Details of included studies
In addition to the STAR trial, six studies were ongoing or not published (see Appendix 5, ). These focus on exercise and education,114 cannabinoids,115 phenol neurolysis of genicular nerves,116 genicular nerve blocks117,118 and pulsed electromagnetic field therapy,119 all in people with general chronic pain after knee replacement.
Strengths and limitations
Our systematic reviews benefited from comprehensive literature searches and broad inclusion criteria to allow for evaluation of diverse interventions. Reviews were conducted according to appropriate guidelines and issues that may have introduced bias were considered. Meta-analysis was conducted, but only when appropriate. A narrative descriptive approach was used in circumstances of high heterogeneity of risk factors, interventions, outcomes and follow-up. Authors were contacted for clarification and missing information at all stages of the reviews. In the review of post-operative risk factors, a limited range of risk factors had been studied. In intervention reviews, our focus was on chronic pain as an outcome, which, although important, may not have been the specific outcome targeted by an intervention.
A strength of our database analyses was the large numbers of patients with linked data. Analyses included multiple centres and results should be generalisable throughout the NHS. Our analyses were limited by the content of data sets. Factors not recorded included implant positioning and surgical technique, pain management and medication use, and psychological, genetic, and environmental factors. Analyses were also limited by the single post-operative knee pain measure, which may not reflect established chronic pain.

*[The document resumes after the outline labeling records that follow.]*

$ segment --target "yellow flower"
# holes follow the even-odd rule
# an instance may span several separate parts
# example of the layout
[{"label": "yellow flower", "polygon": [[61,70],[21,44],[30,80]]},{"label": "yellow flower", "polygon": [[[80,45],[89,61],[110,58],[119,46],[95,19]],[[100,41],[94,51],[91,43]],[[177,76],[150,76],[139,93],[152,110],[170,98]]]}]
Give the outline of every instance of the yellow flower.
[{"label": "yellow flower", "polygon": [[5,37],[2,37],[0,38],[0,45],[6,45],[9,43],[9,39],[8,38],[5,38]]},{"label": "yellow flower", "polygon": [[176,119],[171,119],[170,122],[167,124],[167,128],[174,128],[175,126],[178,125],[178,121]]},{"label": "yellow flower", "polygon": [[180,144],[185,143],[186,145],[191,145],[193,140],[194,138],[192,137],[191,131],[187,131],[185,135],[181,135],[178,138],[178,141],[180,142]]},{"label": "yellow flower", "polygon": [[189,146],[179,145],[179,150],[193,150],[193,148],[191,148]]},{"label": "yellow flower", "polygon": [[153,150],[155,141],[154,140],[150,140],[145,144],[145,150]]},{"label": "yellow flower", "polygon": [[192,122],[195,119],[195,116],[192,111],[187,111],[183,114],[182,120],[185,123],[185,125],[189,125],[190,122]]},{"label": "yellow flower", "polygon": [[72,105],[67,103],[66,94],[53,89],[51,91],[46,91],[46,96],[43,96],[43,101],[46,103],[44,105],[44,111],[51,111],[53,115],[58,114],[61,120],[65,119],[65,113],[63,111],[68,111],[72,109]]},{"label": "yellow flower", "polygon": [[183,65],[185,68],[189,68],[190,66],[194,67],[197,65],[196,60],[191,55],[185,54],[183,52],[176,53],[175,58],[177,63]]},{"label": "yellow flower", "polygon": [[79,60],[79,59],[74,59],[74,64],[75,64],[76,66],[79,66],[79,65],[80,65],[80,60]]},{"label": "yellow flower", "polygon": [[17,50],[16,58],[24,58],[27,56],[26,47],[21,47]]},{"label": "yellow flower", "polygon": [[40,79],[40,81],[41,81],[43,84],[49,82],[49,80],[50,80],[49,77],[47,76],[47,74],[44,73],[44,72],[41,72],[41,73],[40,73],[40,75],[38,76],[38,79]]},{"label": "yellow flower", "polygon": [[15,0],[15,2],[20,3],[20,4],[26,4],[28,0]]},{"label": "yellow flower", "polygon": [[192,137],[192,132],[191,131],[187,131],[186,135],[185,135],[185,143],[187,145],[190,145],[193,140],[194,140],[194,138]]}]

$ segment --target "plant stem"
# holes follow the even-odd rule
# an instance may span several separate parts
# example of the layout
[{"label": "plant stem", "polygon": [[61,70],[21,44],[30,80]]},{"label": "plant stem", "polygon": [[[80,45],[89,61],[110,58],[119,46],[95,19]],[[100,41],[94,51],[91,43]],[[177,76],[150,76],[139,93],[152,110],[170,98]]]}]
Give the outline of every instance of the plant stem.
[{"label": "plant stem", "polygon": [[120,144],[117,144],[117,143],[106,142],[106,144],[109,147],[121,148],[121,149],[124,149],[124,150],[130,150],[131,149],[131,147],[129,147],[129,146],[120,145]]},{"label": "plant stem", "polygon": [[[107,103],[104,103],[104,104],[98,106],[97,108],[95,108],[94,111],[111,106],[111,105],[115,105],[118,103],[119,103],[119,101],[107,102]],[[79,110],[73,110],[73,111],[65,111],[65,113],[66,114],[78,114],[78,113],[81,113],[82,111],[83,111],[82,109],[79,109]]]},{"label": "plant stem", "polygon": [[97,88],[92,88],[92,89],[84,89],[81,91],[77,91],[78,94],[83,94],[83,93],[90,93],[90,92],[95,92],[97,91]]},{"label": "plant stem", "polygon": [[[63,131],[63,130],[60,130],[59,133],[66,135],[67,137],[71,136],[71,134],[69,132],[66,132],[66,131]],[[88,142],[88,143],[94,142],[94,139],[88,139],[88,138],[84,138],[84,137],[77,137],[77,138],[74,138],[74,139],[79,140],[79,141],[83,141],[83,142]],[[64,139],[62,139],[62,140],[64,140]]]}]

Conclusions and inter-relationship with other parts of the programme
Before our comprehensive database analyses, knowledge of post-operative risk factors was limited to the observation that people with acute pain after knee replacement were more likely to report chronic pain. Risk factors identified in database analyses that may have potential for modification or use in the targeting of care included some patient and surgical factors, previous knee arthroscopy, use of opioids and surgical complications.
Randomised trials to assess long-term outcomes after pre-, peri- and post-operative interventions are feasible and necessary to ensure that patients receive care with reduced or no risk of chronic pain. Unifactorial interventions identified in systematic reviews and suggested by stakeholders merit further study.
Although some management strategies for chronic pain after diverse surgeries identified in our systematic review may have limited applicability outside the specific condition for which they were intended, others may be transferable regardless of the surgical procedure. Their value in the personalised prevention of chronic pain requires further research on their individual effectiveness and ultimately their potential as a component in a multifactorial care pathway.